Gaara avanzò, sul palmo una pasticca rosa, allegra e amichevole.
Hinata la osservò, terrorizzata, mentre lacrime invisibili precipitavano al suolo.
“Questa non ti può aiutare, e nemmeno io” sibilò Gaara con voce atona “Non realizzerà i tuoi sogni, ma li rovinerà ulteriormente. Ti rimane la tua mente, la tua sensibilità, la tua intelligenza, la tua passione, il tuo amore…e anche la cosa che vuoi distruggere. Non bruciarli”.
Hinata sobbalzò, e sentì il suo cuore, la sua mente, i suoi capelli e i suoi seni saltare e poi cadere di nuovo, mollemente.
Allora forse aveva capito, aveva intuito, almeno lui.
Parlava di amore, Gaara, quello che teneva solo per sé stesso, che nascondeva in angolo polveroso e mai pulito, e talvolta ne prendeva un pezzetto piccolo piccolo, e lo mangiava come se fosse zucchero e miele.

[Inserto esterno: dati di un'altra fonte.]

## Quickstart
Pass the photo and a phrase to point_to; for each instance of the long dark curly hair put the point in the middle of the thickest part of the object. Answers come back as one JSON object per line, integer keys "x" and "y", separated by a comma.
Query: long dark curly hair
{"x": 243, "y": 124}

Forse anche lui lo avrebbe condiviso, quel suo amore meraviglioso, quando sarebbe uscito dalla scintillante prigionia, come stava facendo sua sorella Temari. Forse il suo nome sarebbe cambiato, assieme al suo destino
Hinata guardò l’immagine del ragazzo, offuscata dalle sue lacrime, bella come un ricordo dimenticato. E decise di rimanere nel suo universo, mentre Gaara rientrava nei suoi oceani lontani, ignorando il suo SOS.
Prese la pasticca dalla sua mano e la lasciò cadere.
Assieme alle ultime disperate lacrime. Il pianto prima della condanna.
Anche Lavinia aveva pianto, quando era stata divisa dal suo vero amore?

 


Anche qui abbiamo un’analisi dei nomi dei personaggi, spero che sia giustaXD Il motivo per cui Hanabi tratta con fredda superiorità la sorella e il motivo che ha spinto Hinata a chiedere a Gaara della droga, verranno spiegati a tempo debito. Nell’ultima frase, metto in evidenza la mia idea che Lavinia, innamorata di Turno, a cui era promessa sposa, sia stata costretta a sposare uno straniero appena arrivato. Questa è una mia interpretazione, in realtà nell’Eneide non ci sono prove di questo fatto.